The prostate cancer prevention trial (PCPT) was a randomized, double- blind, placebo-controlled trial (n = 18,880) performed to evaluate the efficacy of the 5-alpha-reductase inhibitor finasteride (FIN) for prevention of prostate cancer. At the end of 7 years, the good news was a 25% reduction in total prostate cancer; the bad news was that there was a 27% increase in higher-grade prostate cancers, intimating that although the total amount of prostate cancer was reduced, overall outcomes could possibly be worsened by the increase in more aggressive cancers. Mitigating explanations for the increased risk of higher-grade tumors included alpha-reductase inhibitor-induced shrinkage of healthy prostate tissue (thereby increasing the likelihood of biopsy-positive results) and alteration of tissue architecture induced by FIN; insufficiently reassured by these explanations, most primary care clinicians have opted not to use FIN for prostate cancer prevention.

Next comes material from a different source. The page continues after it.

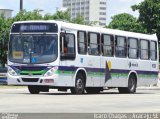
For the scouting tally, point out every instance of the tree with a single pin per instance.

The outcomes of this population in very long-term follow-up can better answer the question of whether the risk-benefit balance was indeed unfavorably tipped by high-grade prostate cancers. Reviewing the outcomes of patients originally enrolled in PCPT, the survival rates at 18 years were essentially identical among men who had been randomized to FIN or placebo. Although FIN treatment did not appear to reduce mortality, the increased incidence of higher-grade Gleason scores among FIN-treated patients did not appear to increase mortality either. In the absence of mortality improvement, unless men are seeking alpha-reductase treatment for symptomatic benign prostatic hyperplasia, FIN treatment for prevention of prostate cancer would appear unwarranted, albeit otherwise safe.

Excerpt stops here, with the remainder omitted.